Cheaper power ahead as Ireland joins EU market
ELECTRICITY prices are likely to fall when Ireland belatedly joins the European Unions' planned single market for electricity two years after other member states, the ESRI says in a report published today.
The EU will create a single electricity market for every country bar Ireland in 2014.
The Government here has asked for Ireland to be excluded until 2016 because providers here must make radical changes to the way electricity is traded to bring the domestic market in line with markets in Europe.
Ireland is likely to benefit more than most other countries when the single market is finally introduced, the Economic and Social Research Institute's Paul Gorecki says in the report. Ireland has some of the highest electricity prices in Europe and is particularly vulnerable to any rise in oil and gas prices because most of our energy is imported.
The single market should lead to more competition as suppliers from Great Britain and the rest of Europe will be able to enter the Irish market thanks to the construction of two interconnectors which link the island to Britain.

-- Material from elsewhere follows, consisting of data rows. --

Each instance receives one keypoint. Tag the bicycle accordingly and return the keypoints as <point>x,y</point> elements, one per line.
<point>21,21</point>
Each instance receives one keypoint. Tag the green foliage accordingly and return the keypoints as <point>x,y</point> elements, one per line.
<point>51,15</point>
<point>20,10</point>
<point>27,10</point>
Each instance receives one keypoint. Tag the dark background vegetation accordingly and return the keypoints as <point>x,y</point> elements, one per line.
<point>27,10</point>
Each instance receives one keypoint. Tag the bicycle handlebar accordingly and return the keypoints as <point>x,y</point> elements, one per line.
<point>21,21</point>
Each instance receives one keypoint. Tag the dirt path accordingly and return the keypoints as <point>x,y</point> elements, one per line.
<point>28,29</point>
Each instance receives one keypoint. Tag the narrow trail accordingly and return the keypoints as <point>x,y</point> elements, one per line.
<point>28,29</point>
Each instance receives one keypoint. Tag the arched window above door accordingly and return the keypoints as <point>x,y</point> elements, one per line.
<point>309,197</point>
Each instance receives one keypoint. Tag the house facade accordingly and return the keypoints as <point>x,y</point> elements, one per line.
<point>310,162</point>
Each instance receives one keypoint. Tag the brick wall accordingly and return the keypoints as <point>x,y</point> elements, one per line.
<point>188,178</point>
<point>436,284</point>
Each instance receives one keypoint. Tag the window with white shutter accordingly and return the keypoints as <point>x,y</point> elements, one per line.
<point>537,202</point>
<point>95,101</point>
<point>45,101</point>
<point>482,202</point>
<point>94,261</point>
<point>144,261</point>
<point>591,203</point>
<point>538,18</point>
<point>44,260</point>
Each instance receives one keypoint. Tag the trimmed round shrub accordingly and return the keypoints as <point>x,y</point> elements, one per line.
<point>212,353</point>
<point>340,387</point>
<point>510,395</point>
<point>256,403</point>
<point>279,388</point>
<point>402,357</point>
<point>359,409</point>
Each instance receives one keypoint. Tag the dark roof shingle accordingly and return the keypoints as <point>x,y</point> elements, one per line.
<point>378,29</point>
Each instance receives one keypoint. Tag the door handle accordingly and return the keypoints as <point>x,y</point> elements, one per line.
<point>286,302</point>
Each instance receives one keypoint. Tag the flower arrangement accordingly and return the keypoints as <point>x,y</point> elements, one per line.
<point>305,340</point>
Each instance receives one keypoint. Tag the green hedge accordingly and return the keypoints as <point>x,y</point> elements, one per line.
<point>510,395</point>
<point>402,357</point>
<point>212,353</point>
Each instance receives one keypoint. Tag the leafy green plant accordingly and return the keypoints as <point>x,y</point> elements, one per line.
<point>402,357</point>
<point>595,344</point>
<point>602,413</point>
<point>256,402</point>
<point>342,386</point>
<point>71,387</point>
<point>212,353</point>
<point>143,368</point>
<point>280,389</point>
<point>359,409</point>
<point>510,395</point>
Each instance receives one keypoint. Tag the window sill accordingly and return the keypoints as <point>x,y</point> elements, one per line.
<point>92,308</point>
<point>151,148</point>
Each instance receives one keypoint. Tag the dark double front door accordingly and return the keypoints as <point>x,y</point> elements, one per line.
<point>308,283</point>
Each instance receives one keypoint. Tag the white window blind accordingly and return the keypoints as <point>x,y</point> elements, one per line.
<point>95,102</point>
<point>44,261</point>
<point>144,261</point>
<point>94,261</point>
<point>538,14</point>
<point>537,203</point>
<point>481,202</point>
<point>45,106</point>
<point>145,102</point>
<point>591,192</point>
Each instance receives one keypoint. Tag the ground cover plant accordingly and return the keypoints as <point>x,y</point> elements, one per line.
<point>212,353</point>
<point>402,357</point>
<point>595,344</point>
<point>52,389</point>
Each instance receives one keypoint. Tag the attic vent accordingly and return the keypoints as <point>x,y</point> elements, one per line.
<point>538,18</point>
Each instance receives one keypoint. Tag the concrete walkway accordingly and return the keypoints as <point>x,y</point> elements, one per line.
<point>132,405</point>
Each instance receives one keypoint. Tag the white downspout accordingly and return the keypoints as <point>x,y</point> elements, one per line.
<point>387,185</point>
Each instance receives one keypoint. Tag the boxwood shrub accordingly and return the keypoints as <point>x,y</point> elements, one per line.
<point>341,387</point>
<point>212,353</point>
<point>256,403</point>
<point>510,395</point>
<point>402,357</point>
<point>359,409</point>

Interconnectors will lead to the "introduction of greater competition", the report says.
The ability to buy electricity from Europe will also increase the country's security of supply by giving Ireland access to a greater diversity of fuels such as hydro and nuclear power.
There will also be less need for maintaining expensive reserve capacity.
Mr Gorecki warned that there also dangers posed by a single market. Prices might rise as the country builds extra infrastructure to carry renewable energy which requires a different sort of network. Changes in UK energy policy could also have a big effect on policy here.